Las evocadoras palabras de Mohamed VI del pasado viernes demuestran que la voluntad de reconducir las relaciones entre Marruecos y España es recíproca.
Es cierto que, durante el discurso anual con motivo de la Fiesta de la Revolución del Rey y el Pueblo, el monarca alauí admitió que la "confianza mutua" está lejos de ser la deseable.
Pero, a diferencia de tantas ocasiones, restó importancia a las fisuras del presente y enfatizó la necesidad de abrir "una nueva etapa inédita" entre las dos naciones.
El discurso, pues, es un nuevo ejemplo de la mejora de las relaciones bilaterales desde que José Manuel Albares asumió el Ministerio de Asuntos Exteriores en julio. Y revela que los guiños cómplices a un lado y otro del Estrecho ya trascienden las paredes diplomáticas.
Da buena muestra de ello (también) que Moncloa, como publicamos hoy en EL ESPAÑOL, haya ofrecido un debate "sin tabúes" a Rabat para abordar ciertos asuntos de marras. Asuntos que van del Sáhara Occidental al cerco marroquí de Ceuta y Melilla.
De modo que se vislumbra el inicio de una fase de deshielo que pretende colocar la ficha en el punto de partida de principios de año, y sellar una nueva vecindad con el país magrebí.
Una alianza sólida y orientada al largo plazo que no tiene una importancia menor en un contexto internacional tan agitado.
Una relación constructiva
El número de desencuentros protagonizados por España y Marruecos a lo largo de la última década es profuso y a todas luces perjudicial para los intereses del país.
Sin ir más lejos, Ceuta todavía paga las consecuencias de la entrada masiva de 10.000 inmigrantes a suelo español como respuesta a la acogida en secreto del líder polisario Brahim Ghali. Y el país entero la exclusión de nuestros puertos de la Operación Paso del Estrecho.
De ahí que el mensaje de Mohamed VI invite al optimismo. Porque no parece destinado únicamente a resolver una crisis puntual, sino a marcar una relación constructiva para ambas naciones.

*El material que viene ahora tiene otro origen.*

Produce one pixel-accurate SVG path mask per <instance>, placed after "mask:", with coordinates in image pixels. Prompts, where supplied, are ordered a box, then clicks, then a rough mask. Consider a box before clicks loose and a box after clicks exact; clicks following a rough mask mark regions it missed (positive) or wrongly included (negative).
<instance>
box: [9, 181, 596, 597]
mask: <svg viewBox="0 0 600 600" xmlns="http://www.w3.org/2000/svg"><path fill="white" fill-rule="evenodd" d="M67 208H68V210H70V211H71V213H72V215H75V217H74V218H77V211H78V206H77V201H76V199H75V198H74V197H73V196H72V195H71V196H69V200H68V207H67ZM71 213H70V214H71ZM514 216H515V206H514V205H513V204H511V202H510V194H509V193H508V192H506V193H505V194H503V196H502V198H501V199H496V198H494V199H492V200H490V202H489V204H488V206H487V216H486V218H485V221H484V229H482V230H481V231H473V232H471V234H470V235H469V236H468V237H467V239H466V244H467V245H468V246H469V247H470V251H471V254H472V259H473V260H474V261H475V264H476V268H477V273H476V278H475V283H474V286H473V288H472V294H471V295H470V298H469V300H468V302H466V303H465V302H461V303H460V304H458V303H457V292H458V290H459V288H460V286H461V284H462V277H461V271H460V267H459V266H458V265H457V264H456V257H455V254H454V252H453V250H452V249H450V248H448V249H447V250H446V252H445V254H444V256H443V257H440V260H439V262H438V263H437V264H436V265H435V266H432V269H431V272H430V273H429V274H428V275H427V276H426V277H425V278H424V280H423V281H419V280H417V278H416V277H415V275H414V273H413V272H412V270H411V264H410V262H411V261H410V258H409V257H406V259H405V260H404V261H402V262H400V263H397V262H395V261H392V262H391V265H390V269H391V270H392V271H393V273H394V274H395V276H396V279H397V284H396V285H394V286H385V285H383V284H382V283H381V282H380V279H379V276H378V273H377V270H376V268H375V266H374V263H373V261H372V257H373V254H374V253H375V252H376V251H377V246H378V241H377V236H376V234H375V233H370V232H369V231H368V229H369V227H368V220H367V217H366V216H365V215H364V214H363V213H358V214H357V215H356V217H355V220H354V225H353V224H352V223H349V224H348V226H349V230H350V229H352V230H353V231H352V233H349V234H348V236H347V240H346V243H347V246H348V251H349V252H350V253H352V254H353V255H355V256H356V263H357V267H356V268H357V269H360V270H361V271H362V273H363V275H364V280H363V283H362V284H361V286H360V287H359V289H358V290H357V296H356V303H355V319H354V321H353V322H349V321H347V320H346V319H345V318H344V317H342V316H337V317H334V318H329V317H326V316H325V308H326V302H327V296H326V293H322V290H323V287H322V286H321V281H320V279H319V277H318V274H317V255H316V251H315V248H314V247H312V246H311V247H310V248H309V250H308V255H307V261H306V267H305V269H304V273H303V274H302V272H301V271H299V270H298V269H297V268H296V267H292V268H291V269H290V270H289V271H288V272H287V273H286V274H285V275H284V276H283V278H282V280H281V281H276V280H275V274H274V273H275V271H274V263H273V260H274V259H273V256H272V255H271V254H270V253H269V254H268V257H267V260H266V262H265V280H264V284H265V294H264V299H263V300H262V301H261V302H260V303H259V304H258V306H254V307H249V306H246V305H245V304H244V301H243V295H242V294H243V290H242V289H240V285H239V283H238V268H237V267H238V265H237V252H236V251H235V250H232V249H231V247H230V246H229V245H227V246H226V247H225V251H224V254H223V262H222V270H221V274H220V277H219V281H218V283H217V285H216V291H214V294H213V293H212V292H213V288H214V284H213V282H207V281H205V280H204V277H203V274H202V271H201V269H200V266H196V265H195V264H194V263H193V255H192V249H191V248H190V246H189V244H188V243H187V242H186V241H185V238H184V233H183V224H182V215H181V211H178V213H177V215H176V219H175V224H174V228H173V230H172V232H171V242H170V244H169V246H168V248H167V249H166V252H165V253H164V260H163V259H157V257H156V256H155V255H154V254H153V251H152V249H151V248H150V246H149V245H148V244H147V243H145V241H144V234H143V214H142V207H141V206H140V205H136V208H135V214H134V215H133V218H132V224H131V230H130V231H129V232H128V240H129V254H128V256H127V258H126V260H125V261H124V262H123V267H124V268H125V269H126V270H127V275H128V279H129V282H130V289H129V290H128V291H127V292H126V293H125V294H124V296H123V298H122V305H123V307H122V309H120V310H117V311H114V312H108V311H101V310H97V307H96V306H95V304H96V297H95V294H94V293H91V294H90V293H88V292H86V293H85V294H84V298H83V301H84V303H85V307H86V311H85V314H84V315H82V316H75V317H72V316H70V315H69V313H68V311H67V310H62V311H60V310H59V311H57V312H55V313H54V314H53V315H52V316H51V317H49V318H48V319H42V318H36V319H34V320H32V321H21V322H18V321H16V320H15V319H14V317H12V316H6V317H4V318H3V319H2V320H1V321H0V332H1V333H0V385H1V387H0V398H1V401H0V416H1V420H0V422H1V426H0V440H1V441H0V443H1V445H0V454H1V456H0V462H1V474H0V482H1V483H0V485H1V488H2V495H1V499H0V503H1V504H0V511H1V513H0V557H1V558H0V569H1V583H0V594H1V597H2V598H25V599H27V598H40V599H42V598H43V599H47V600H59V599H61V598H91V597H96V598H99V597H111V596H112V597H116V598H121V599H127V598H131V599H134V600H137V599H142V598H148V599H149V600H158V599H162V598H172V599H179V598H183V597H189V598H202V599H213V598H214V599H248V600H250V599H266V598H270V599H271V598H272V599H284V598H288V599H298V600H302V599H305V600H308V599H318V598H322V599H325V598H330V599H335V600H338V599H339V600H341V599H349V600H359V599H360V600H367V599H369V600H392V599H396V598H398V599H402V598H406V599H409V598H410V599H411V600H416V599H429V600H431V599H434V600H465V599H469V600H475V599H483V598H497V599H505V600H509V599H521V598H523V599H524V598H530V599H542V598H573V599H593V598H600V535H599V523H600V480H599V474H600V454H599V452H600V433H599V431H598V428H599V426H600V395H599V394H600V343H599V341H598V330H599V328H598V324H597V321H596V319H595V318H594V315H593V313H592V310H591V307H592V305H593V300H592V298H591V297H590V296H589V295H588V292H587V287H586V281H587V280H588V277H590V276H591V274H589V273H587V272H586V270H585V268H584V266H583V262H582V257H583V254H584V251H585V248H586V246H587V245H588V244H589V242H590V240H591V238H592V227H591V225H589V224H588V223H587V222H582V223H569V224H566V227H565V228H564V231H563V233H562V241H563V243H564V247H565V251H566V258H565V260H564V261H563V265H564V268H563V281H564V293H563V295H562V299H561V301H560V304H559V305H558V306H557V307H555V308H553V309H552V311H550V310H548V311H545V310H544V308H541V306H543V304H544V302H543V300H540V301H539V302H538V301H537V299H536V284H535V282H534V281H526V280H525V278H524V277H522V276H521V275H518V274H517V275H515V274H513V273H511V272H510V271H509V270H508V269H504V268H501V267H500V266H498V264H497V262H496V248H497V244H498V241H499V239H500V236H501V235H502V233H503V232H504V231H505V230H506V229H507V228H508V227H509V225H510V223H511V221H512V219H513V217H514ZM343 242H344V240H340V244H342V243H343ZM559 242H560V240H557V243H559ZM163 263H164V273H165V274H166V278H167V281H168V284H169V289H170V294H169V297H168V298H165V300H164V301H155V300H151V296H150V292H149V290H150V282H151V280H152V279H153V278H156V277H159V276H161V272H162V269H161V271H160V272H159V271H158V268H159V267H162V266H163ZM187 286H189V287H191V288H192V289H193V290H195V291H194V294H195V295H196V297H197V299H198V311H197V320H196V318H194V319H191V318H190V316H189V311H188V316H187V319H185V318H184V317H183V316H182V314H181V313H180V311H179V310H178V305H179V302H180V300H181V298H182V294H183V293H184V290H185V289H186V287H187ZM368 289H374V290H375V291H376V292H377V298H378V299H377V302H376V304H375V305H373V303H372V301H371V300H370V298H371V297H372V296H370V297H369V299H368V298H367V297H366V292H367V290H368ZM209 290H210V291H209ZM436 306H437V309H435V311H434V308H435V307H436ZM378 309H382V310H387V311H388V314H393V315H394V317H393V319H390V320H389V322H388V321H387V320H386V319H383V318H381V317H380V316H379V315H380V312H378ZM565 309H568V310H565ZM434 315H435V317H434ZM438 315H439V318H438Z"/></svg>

Y porque representa una oportunidad para fortalecer la cooperación antiterrorista, resolver las disputas comerciales y servir de puente entre Rabat y Bruselas, habida cuenta de la condición de España como frontera sur del continente.
Buenos vecinos
Las buenas sensaciones, en cualquier caso, no pueden cegar al Gobierno, que debe andar con pies de plomo en unas conversaciones donde Marruecos parte con una posición de fuerza. En gran medida, por su sintonía con Washington.
Una estrecha relación que envalentonó a Rabat durante la crisis primaveral y le empujó a adoptar medidas tan extraordinarias como la retirada de la embajadora en Madrid, Karima Benyaich.
Tampoco se pueden pasar por alto los temas que Marruecos pondrá sobre la mesa. Sobre todo, el reconocimiento de la soberanía del Sáhara Occidental, el estado de las fronteras de Ceuta y Melilla y el solapamiento de las aguas jurisdiccionales con Canarias.
Asuntos particularmente sensibles donde España tiene mucho en juego y debe marcar con claridad sus líneas rojas.
El Gobierno, en fin, ha de obrar con prudencia y tino para sacar partido de la oportunidad que tiene por delante.
Nada menos que un acuerdo con Marruecos que cierre las heridas abiertas, devuelva la tranquilidad al Estrecho y arranque el compromiso bilateral de volver a ser buenos vecinos.